The Greens agreed with these concerns and have been looking into this issue. We also made it clear to the OCN that we would be happy to support the government if it brought forward amendments to address their concerns. We do agree that owners corporations should be able to plan for the future of large scale infrastructure. If we take a five-storey lift as an example, this will have a service life in excess of 20 years. The best approach is to set aside a small amount of money each year for that service, rather than to massively raise sinking fund levies in the 20th year when a particularly large service was scheduled.

I think this is not only prudent in terms of smoothing out the cost impact for owners but also fair, in the sense that, with something like a lift that has perhaps a 20 or 25-year lifespan, if the owners corporation is not preparing and putting aside a small amount of money each year in the early years you could essentially get free riders and those who buy into the complex at a later point in time are left with the burden of picking up the maintenance costs.
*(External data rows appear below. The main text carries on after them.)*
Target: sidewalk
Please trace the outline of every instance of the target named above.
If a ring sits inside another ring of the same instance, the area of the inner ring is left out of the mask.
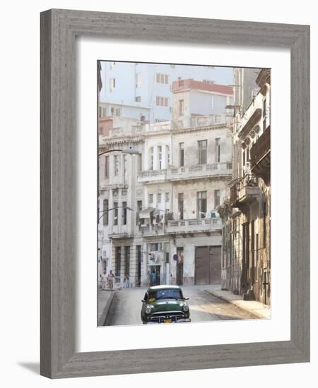
[[[104,291],[100,287],[98,288],[98,326],[103,326],[105,324],[114,298],[114,291],[110,290]]]
[[[204,289],[213,296],[233,303],[233,305],[254,314],[259,318],[271,318],[270,306],[264,305],[261,302],[243,301],[243,296],[241,295],[235,295],[231,291],[221,290],[220,284],[206,286]]]

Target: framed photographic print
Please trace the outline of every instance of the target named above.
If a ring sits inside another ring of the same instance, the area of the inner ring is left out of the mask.
[[[309,361],[309,32],[41,14],[41,374]]]

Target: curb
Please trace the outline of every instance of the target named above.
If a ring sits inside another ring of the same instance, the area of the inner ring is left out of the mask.
[[[104,310],[102,310],[102,314],[100,315],[100,318],[98,320],[98,326],[105,326],[105,322],[106,322],[108,313],[110,310],[110,306],[112,305],[112,301],[114,300],[114,294],[115,292],[116,291],[112,292],[108,301],[106,302]]]
[[[257,318],[262,318],[262,319],[269,319],[267,317],[264,317],[262,314],[259,314],[259,313],[254,311],[254,310],[250,310],[249,308],[244,308],[242,305],[240,305],[240,303],[235,303],[235,301],[231,301],[230,299],[228,299],[227,298],[222,296],[220,295],[218,295],[216,293],[213,293],[213,291],[211,291],[209,290],[204,290],[206,292],[208,292],[208,293],[211,293],[213,296],[216,296],[216,298],[218,298],[219,299],[222,299],[222,301],[225,301],[225,302],[228,302],[229,303],[232,303],[234,305],[236,305],[236,307],[238,307],[241,310],[244,310],[245,311],[247,311],[250,314],[253,314],[253,315],[255,315]]]

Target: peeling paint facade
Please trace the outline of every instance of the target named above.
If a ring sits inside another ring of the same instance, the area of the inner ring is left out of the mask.
[[[178,85],[172,121],[114,117],[108,135],[100,135],[100,149],[110,152],[100,157],[99,245],[119,285],[125,273],[134,286],[148,285],[151,273],[152,284],[220,282],[222,221],[216,209],[228,197],[232,178],[225,105],[232,92],[225,87],[220,93],[216,85],[213,94],[203,84]],[[223,108],[211,114],[208,102],[205,115],[191,113],[185,96],[194,92],[215,104],[220,99]],[[139,154],[114,150],[129,147]]]
[[[234,71],[235,84],[249,80],[245,93],[252,92],[249,104],[235,94],[232,210],[223,219],[222,288],[270,305],[271,73],[257,70]]]

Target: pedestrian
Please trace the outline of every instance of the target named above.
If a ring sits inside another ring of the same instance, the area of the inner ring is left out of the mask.
[[[110,286],[110,291],[112,291],[112,289],[114,286],[114,275],[112,273],[112,269],[110,269],[110,273],[108,274],[108,284]]]
[[[124,277],[124,285],[126,289],[129,287],[129,275],[127,273]]]
[[[151,284],[151,274],[150,273],[150,271],[147,273],[147,286],[150,287]]]
[[[107,282],[107,276],[106,271],[103,271],[102,276],[100,277],[100,282],[102,285],[102,290],[106,289],[106,283]]]
[[[155,273],[155,269],[153,269],[153,271],[151,273],[151,286],[155,286],[156,278],[157,278],[157,274]]]

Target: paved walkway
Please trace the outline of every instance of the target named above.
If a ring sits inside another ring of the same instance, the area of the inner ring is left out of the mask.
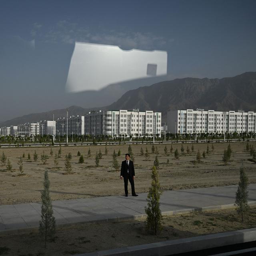
[[[166,191],[161,197],[161,209],[163,215],[171,215],[232,208],[237,190],[237,186],[231,186]],[[52,205],[57,224],[117,221],[144,217],[147,195],[56,201]],[[256,184],[250,185],[248,202],[256,205]],[[38,227],[40,212],[39,203],[0,206],[0,232]]]

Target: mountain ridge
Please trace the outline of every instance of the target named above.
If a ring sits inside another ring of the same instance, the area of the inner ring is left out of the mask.
[[[71,106],[68,108],[68,116],[83,115],[92,109],[98,110],[139,108],[141,111],[162,112],[164,121],[168,110],[199,108],[219,111],[238,109],[255,111],[255,95],[256,72],[246,72],[220,79],[176,78],[128,91],[108,106],[93,108]],[[53,114],[55,120],[66,116],[66,109],[55,110],[13,118],[2,122],[0,126],[52,120]]]

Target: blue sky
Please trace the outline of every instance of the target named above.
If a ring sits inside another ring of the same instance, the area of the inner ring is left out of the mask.
[[[255,10],[246,0],[1,0],[0,121],[100,106],[63,92],[76,41],[166,51],[170,80],[255,71]]]

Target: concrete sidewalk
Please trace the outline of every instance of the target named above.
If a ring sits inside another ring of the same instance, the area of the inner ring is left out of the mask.
[[[234,208],[237,186],[165,191],[160,200],[163,215]],[[145,216],[147,194],[52,202],[57,224],[118,221]],[[256,184],[249,188],[248,202],[256,205]],[[41,204],[0,206],[0,232],[39,226]]]

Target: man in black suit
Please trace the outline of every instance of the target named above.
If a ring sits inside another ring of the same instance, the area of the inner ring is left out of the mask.
[[[128,180],[130,181],[132,187],[132,195],[133,196],[138,196],[135,193],[134,188],[134,181],[135,172],[133,162],[130,160],[130,156],[129,154],[125,154],[125,160],[122,162],[121,166],[121,174],[120,178],[124,178],[124,192],[125,196],[128,196]]]

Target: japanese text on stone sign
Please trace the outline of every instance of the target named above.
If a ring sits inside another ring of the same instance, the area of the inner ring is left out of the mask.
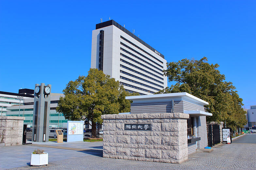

Clearly, planning and paying for the costs over a longer period of time is both easier for owners and fairer in terms of the long-term ownership of properties.

The amendments today clarify that an owners corporation that acts in such a way is acting within the scope of the act and that the levies it charges would be proper. The way in which the government has achieved this in the legislation is to insert an example of the way in which a sinking fund could operate under the act. The example explicitly shows that a sinking fund can plan to end with a surplus at the end of the 10-year plan. So long as that surplus can be shown to be set aside for future expenditure related to the common property, the fund is valid.

The Greens support this issue being cleared up. Having a well-planned sinking fund to ensure good and proper maintenance is carried out on common property is obviously a good thing and a prudent thing. In the long run this ultimately prolongs the useful life of the infrastructure, which makes good sense on a number of different grounds.

Of course there could have been a number of different ways to approach this, and I think the government has taken a different approach from what OCN suggested, but the essence here is ensuring the ability of owners corporations to plan for the long term, something which has had a question mark around it. I am very pleased to see that matter being resolved in the bill today, in addition to the other matters that the bill addresses. On that basis, the Greens will be supporting the bill today.

MR CORBELL (Molonglo—Attorney-General, Minister for Police and Emergency Services and Minister for the Environment and Sustainable Development) (4.09), in reply: I thank members for their support of the bill.